Some men suffering from shell shock were put on trial, and even executed, for military crimes including desertion and cowardice. While it was recognised that the stresses of war could cause men to break down, a lasting episode was likely to be seen as symptomatic of an underlying lack of character. For instance, in his testimony to the post-war Royal Commission examining shell shock, Lord Gort said that shell shock was a weakness and was not found in “good” units. The continued pressure to avoid medical recognition of shell shock meant that it was not, in itself, considered an admissible defence. Executions of soldiers in the British Army were not commonplace. While there were 240,000 Courts Martial and 3080 death sentences handed down, in only 346 cases was the sentence carried out. 266 British soldiers were executed for “Desertion”, 18 for “Cowardice”, 7 for “Quitting a post without authority”, 5 for “Disobedience to a lawful command” and 2 for “Casting away arms”. (Wikipedia article on Shell shock)
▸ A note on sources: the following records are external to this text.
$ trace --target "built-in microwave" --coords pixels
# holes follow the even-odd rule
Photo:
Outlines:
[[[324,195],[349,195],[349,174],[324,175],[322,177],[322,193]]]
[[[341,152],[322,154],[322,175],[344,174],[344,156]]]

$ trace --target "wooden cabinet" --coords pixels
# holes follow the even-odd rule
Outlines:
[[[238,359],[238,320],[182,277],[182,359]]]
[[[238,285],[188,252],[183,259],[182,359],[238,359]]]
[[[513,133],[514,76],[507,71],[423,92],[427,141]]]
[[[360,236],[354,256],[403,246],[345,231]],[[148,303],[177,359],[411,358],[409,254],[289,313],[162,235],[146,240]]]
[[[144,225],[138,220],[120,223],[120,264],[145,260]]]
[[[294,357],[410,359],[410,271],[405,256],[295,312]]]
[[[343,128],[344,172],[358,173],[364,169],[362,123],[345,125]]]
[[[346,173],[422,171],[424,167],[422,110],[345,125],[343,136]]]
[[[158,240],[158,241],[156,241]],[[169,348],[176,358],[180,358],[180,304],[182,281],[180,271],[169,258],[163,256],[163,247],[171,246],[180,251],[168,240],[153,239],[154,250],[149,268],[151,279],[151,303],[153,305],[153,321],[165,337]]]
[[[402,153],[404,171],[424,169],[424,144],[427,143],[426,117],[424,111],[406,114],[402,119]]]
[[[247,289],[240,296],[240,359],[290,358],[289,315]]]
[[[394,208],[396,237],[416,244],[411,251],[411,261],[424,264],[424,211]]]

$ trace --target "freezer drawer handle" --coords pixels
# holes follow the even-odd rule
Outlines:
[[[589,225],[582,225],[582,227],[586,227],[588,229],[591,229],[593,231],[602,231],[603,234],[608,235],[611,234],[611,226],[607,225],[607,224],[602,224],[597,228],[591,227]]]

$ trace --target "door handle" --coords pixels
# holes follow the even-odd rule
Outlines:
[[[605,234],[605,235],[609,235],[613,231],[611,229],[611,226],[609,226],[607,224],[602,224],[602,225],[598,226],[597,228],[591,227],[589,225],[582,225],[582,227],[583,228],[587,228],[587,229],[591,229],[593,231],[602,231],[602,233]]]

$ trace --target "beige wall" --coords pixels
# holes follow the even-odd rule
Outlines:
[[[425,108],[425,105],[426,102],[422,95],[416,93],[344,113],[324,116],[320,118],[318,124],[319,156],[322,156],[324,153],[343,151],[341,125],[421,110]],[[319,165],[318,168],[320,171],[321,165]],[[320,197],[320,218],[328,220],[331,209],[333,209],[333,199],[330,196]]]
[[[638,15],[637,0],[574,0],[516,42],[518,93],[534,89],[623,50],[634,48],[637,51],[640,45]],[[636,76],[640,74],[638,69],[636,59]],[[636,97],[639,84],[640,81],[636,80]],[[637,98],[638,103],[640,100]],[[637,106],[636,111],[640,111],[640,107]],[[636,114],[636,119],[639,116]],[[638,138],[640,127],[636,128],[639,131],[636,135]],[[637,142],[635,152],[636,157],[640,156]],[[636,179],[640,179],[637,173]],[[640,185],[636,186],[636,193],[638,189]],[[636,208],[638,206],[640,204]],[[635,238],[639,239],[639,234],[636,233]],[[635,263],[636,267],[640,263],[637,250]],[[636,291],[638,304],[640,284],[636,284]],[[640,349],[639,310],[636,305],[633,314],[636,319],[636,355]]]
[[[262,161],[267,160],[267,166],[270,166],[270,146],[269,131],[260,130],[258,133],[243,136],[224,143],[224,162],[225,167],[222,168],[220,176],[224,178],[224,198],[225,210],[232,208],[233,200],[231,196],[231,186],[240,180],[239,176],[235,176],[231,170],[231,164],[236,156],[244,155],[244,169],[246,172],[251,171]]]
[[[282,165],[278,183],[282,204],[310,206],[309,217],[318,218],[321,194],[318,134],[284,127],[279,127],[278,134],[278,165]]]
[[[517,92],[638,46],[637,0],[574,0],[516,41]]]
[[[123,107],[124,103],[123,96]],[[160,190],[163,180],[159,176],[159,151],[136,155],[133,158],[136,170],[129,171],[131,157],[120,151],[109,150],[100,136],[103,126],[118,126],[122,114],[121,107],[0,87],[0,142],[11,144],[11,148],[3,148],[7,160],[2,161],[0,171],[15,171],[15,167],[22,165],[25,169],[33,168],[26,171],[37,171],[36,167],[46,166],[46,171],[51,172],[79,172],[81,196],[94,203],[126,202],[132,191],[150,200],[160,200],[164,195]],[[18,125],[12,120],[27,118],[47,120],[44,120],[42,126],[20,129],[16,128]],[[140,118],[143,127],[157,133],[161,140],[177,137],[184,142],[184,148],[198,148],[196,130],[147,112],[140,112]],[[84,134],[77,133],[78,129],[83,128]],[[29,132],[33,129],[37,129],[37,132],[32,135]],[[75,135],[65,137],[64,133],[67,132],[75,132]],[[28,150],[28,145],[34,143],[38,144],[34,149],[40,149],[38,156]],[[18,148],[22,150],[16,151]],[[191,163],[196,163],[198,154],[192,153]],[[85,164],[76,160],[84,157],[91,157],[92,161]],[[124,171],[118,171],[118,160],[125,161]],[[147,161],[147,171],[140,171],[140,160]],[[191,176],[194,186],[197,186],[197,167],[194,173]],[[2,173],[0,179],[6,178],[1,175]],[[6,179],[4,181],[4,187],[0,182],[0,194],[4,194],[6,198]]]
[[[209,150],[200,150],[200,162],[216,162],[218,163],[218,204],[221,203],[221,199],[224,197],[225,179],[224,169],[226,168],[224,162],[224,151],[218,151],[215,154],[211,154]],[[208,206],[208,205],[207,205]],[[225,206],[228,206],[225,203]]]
We’ve come a long way as a society since then. I’m sure we’ll learn more still. I’m not a pyschologist, and I won’t try to predict whether trigger warnings will be seen as valuable tools or harmful pseudo-therapy in 20 years.
You’re free to have and express your opinion that trigger warnings are unnecessary or even harmful, but your opinion that people who value them aren’t “real adults” is not welcome here. I hope you can see the distinction.
In addition, I’ve heard some groups pushing for the term “content warning” instead of “trigger warning”—because the latter is using a specific medical term, and the term itself is getting devalued because of it (see: the “triggered” meme).
People don’t have to have PTSD to be sensitive to things, after all. Again as a non-PTSD-having person I’d still want a warning before seeing a graphic depiction of animal abuse, for example: just a note up front saying “hey this game contains X, Y, and Z, consider yourself warned”.